A Era do Zoneamento
passou, igual a tudo no Acre
* Ecio Rodrigues
Fosse
possível estabelecer um horizonte temporal, pode-se dizer que, na Amazônia, a “Era
do Zoneamento” teve início com a realização da conferência da ONU sobre meio
ambiente e desenvolvimento no Rio de Janeiro, em 1992, e se encerrou com a
aprovação da lei estadual do zoneamento no Acre, em 2007.
O
ponto inicial representa o esforço dos países associados à ONU, que assinaram
duas convenções de suma importância – Convenção sobre Diversidade Biológica e Convenção
sobre Mudanças Climáticas –, sendo que ambas preconizam a realização de zoneamento
ecológico-econômico, ou ZEE, como ponto de partida para uma localidade ou
região alcançar o desenvolvimento sustentável.
Por
seu turno, o ponto final representa o fim do período em que os estados
amazônicos aprovaram legislação instituindo os zoneamentos levados a cabo em
seus territórios, e que definiu zonas de exploração e de intensidade do uso do
solo.
Embora
tenha sido um dos pioneiros na criação de programa estadual de zoneamento
(iniciado ainda no final da década de 1980), o Acre foi um dos últimos a
aprovar legislação específica sobre ZEE, em 2007.
Para
quem a vivenciou, a Era do Zoneamento foi bastante tumultuada.
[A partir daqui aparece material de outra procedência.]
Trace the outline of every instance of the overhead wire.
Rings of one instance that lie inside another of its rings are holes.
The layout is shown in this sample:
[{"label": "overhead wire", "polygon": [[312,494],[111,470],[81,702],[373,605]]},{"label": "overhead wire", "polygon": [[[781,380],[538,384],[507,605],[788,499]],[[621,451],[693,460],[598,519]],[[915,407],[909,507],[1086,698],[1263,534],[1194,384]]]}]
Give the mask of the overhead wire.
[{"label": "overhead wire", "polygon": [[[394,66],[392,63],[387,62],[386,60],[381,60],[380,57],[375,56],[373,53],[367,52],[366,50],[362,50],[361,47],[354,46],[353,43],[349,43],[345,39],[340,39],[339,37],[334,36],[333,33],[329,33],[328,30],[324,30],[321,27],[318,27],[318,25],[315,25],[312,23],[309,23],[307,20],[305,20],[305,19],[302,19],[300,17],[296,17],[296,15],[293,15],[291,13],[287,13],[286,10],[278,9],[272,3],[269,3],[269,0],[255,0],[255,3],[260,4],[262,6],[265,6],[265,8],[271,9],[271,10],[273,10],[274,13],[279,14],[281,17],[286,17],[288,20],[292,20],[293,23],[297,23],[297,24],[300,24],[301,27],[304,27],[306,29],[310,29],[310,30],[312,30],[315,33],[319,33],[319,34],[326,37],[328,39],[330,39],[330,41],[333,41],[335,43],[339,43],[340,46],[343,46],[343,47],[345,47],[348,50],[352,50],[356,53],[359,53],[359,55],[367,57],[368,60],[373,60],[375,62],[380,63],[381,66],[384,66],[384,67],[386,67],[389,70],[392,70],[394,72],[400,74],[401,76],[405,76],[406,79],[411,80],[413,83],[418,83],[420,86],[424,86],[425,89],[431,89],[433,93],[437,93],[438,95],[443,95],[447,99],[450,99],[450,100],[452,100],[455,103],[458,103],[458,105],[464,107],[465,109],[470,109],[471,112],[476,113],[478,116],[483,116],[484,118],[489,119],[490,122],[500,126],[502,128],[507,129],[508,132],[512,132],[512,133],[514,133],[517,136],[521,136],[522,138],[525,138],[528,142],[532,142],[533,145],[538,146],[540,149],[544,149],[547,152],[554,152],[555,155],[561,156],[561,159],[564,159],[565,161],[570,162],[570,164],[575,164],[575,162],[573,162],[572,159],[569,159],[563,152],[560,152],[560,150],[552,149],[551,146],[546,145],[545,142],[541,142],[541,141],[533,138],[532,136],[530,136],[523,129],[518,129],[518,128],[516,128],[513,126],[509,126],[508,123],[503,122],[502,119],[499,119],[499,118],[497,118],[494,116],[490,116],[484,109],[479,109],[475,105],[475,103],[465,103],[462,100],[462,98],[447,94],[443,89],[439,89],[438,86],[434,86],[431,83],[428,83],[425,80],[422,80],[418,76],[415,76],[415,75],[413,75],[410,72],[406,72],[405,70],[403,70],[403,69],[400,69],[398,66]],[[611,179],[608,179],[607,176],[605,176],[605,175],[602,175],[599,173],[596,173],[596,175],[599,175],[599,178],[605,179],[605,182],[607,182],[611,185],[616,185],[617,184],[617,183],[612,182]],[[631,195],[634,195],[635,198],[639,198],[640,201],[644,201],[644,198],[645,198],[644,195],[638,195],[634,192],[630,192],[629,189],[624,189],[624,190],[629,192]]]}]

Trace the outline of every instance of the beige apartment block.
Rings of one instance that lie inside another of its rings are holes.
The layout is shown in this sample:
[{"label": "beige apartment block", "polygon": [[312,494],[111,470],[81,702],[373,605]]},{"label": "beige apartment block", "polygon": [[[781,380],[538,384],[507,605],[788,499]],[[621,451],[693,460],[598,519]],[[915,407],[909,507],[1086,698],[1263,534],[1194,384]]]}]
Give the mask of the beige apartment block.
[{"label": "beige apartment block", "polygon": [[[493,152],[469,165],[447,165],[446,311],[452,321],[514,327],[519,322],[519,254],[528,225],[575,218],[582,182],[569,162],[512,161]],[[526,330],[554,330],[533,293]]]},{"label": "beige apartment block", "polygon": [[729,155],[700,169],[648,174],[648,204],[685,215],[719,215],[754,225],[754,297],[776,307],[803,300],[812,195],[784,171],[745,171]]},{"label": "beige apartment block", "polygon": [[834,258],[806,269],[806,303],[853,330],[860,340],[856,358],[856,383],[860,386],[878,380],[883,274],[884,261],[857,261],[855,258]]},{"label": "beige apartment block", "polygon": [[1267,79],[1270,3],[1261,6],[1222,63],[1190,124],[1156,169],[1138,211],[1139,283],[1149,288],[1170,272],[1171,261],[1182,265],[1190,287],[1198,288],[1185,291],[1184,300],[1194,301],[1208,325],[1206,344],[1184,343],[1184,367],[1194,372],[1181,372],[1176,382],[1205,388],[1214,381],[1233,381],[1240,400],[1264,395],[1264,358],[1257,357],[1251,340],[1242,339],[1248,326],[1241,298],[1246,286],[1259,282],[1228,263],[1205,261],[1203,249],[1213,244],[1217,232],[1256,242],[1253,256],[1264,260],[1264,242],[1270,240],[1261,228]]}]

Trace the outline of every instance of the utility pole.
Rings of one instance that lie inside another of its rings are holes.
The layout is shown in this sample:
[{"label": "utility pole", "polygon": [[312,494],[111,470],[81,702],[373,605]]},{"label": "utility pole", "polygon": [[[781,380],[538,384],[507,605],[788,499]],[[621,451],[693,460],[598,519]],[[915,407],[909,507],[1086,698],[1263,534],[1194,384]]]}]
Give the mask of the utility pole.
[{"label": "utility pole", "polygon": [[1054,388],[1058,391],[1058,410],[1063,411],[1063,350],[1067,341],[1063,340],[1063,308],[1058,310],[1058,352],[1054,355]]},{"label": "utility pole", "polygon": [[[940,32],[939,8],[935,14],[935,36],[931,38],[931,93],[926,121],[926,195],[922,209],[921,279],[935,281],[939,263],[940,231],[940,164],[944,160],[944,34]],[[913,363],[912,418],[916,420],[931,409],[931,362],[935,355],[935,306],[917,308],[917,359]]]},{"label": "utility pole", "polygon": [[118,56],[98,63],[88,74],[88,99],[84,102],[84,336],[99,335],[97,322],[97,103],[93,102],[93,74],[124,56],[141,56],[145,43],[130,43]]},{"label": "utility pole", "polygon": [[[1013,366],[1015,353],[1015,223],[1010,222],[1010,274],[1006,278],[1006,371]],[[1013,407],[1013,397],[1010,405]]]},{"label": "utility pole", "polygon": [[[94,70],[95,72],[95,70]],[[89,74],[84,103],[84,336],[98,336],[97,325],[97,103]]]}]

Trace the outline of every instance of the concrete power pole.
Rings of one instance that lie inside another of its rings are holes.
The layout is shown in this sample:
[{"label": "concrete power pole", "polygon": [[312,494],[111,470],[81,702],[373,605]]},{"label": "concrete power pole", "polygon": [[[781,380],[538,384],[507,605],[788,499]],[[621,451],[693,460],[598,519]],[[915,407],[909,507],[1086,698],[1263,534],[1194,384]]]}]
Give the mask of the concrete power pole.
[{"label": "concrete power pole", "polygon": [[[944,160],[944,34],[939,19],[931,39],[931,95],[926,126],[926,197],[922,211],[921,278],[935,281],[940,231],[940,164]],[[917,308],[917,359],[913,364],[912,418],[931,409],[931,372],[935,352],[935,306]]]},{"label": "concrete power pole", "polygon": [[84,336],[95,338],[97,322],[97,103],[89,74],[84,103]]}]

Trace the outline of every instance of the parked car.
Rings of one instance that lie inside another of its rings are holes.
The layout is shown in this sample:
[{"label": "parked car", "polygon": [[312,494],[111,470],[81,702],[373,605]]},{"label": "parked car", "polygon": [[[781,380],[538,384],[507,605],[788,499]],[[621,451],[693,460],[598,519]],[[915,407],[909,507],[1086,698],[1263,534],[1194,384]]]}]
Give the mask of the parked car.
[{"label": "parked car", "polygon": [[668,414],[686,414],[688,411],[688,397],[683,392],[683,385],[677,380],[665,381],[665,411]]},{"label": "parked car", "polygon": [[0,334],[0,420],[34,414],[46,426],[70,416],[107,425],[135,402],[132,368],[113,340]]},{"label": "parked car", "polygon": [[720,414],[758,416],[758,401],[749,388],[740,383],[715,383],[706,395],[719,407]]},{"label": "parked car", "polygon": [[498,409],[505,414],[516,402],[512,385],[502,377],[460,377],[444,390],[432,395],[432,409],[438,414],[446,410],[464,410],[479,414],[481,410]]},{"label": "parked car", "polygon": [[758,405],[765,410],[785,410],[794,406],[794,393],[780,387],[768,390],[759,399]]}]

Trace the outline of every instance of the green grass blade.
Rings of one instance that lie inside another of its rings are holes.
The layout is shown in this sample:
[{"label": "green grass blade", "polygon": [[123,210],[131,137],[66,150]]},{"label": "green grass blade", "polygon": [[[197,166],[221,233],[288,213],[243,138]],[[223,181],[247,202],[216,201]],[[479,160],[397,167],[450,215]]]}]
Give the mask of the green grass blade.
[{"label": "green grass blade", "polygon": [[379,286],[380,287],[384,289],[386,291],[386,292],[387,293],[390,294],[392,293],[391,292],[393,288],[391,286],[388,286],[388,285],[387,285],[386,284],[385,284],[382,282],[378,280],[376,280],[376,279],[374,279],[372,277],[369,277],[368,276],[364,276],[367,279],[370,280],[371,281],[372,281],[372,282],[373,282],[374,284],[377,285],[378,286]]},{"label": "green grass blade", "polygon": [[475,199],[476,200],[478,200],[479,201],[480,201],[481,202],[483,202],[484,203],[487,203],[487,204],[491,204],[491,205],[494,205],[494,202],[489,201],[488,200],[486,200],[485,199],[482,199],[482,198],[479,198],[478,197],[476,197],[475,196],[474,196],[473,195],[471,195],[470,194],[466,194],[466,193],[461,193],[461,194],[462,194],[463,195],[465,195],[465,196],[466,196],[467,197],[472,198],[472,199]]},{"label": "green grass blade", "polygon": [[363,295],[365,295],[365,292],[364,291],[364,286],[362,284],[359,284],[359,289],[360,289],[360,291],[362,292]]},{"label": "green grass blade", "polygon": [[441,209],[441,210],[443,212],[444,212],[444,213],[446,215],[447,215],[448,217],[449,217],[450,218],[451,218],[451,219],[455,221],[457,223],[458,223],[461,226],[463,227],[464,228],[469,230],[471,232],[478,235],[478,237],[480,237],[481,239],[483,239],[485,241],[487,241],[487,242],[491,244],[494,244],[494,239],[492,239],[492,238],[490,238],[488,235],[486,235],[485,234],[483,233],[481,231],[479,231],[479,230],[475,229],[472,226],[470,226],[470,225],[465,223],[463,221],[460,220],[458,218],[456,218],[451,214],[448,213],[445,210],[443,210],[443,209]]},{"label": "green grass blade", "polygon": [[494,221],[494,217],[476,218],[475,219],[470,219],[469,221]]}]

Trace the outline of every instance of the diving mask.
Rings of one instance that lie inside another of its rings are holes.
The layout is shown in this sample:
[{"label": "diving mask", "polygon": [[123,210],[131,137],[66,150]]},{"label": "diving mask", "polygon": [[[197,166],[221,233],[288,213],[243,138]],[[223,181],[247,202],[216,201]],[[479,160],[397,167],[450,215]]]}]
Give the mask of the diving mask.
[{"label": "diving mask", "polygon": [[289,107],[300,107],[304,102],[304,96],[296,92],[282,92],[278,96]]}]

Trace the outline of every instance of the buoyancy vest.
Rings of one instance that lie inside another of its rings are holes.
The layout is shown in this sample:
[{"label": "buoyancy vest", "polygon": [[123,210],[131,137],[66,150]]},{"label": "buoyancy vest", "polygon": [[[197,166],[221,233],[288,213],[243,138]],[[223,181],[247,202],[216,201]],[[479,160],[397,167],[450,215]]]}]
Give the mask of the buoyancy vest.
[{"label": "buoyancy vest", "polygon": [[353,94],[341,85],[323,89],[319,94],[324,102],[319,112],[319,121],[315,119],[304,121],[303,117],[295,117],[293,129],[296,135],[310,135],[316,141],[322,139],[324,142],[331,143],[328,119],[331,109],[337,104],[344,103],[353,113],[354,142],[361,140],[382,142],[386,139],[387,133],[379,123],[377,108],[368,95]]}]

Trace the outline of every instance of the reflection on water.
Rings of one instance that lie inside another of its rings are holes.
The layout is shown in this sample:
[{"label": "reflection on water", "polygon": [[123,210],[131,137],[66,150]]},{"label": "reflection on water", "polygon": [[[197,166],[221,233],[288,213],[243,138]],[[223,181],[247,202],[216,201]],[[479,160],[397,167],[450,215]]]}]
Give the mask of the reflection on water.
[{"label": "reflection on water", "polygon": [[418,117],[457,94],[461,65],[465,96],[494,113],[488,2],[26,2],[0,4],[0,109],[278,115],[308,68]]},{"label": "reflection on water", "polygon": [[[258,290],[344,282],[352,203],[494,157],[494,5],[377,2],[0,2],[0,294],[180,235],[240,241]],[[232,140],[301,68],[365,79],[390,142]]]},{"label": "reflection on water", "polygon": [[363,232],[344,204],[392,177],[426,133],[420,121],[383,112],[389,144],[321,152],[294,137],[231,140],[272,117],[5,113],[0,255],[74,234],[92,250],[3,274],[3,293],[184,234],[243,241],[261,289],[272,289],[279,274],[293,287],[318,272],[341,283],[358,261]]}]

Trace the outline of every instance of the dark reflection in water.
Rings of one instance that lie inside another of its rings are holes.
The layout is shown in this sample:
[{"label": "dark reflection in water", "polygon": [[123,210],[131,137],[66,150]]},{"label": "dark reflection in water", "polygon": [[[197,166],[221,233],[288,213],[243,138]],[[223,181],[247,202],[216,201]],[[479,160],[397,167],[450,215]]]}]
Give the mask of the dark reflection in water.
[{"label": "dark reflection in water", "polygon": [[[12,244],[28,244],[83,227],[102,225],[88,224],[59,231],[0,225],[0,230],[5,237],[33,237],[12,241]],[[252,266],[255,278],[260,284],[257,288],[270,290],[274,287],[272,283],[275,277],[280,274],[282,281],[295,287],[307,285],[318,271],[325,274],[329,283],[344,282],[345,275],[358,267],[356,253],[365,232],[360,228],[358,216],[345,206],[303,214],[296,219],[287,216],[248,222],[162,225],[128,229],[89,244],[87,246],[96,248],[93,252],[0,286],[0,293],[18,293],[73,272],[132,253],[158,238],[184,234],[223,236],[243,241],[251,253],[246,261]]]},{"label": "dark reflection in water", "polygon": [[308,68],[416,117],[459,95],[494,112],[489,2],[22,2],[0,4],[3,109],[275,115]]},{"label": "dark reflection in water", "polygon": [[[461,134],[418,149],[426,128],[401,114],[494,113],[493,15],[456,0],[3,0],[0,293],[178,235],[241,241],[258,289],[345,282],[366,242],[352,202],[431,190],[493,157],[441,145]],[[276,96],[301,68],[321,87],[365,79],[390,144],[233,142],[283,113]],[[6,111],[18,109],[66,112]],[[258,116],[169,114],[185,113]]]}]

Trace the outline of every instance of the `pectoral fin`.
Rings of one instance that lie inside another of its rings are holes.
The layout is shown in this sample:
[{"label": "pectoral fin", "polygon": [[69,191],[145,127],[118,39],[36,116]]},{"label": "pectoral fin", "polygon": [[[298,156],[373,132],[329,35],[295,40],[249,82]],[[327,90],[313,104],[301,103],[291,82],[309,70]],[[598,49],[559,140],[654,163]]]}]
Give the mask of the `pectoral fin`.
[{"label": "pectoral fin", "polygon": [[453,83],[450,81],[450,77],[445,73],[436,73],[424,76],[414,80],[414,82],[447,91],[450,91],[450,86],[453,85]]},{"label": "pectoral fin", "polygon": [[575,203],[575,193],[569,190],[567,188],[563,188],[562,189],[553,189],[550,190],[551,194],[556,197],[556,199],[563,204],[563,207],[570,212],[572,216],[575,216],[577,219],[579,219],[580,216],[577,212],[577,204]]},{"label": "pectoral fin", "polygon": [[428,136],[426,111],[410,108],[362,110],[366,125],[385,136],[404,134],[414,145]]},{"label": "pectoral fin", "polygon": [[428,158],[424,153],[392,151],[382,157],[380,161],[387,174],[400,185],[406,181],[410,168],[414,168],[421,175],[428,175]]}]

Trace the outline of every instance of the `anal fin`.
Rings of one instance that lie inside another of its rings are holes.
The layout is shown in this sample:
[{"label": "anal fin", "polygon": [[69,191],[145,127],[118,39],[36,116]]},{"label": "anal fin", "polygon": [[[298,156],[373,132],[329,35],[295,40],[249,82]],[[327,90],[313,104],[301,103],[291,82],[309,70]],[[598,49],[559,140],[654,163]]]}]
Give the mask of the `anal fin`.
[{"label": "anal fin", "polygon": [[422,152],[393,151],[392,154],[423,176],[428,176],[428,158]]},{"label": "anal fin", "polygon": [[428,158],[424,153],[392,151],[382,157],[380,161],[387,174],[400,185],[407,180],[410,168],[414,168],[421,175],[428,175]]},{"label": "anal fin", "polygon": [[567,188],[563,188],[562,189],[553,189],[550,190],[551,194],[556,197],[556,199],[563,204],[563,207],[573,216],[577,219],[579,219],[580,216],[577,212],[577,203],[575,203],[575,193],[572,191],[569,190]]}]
De um lado, os
defensores da expansão da fronteira agropecuária temiam a imposição de restrições
à produção de soja, cana-de-açúcar e, no caso do Acre, à criação de boi.
De
outro, os defensores de um ambientalismo obtuso, dito preservacionista, tinham expectativas
com relação ao aumento de áreas intocáveis de floresta para a proteção da
biodiversidade sem a presença humana – sem extrativistas, por exemplo.
Sensibilização
da sociedade e, sobretudo, envolvimento dos pequenos e médios produtores rurais
– essas duas premissas representavam o fiel da balança entre desmatar mais ou
menos a floresta na Amazônia.
Por
isso, acreditava-se que a participação dos produtores em audiências públicas,
para opinar, discutir e defender uma proposta de uso da terra escudada em
estudos técnicos, a ser posteriormente aprovada em assembleias igualmente plenas
de participação popular, possibilitaria a escolha da atividade produtiva adequada
a cada zona, de forma a gerar riqueza com sustentabilidade ecológica.
Entretanto,
mesmo nas poucas vezes em que essa escolha se mostrou acertada, a sua
implementação exigiu dos governantes uma série de decisões diárias, para as
quais faltou vontade e competência.
Isto
é, para fazer valer o ZEE, compelindo-se numa determinada zona a atividade
produtiva apontada pelos levantamentos técnicos e corroborada nos processos
coletivos, era necessário, em grande medida, o exercício rotineiro do poder
discricionário dos gestores.
No
final das contas, independentemente da correção ou não da escolha (sob o ponto
de vista da manutenção da floresta), no Acre o ZEE não foi adiante, em função
da fragilidade técnica da gestão pública.
Desgraçadamente,
como diz o produtor, a realidade mostra que, passados 10 anos da aprovação da lei
estadual que instituiu o ZEE no Acre, a pecuária ampliou seu plantel e sua participação
nas terras ocupadas, consolidando-se como principal atividade produtiva na composição
do PIB. Tudo o que se esperava evitar com o ZEE.
De
outra banda, prefere-se esquecer que a criação de gado é a atividade produtiva
que mais desmata e queima no território estadual.
E mais,
que ao reduzir a fração de reserva legal de 80% para 50% da área das propriedades
localizadas ao longo das rodovias BR 364 e 317, o ZEE disponibilizou quantidade
expressiva de florestas para ocupação pela pecuária.
Não é
por acaso que, no Acre, após a Era do Zoneamento, a sociedade se vê condenada a
um cotidiano de desmatamento e queimadas.
*Professor
Associado da Universidade Federal do Acre, engenheiro florestal, especialista
em Manejo Florestal e mestre em Política Florestal pela Universidade Federal do
Paraná, e doutor em Desenvolvimento Sustentável pela Universidade de Brasília.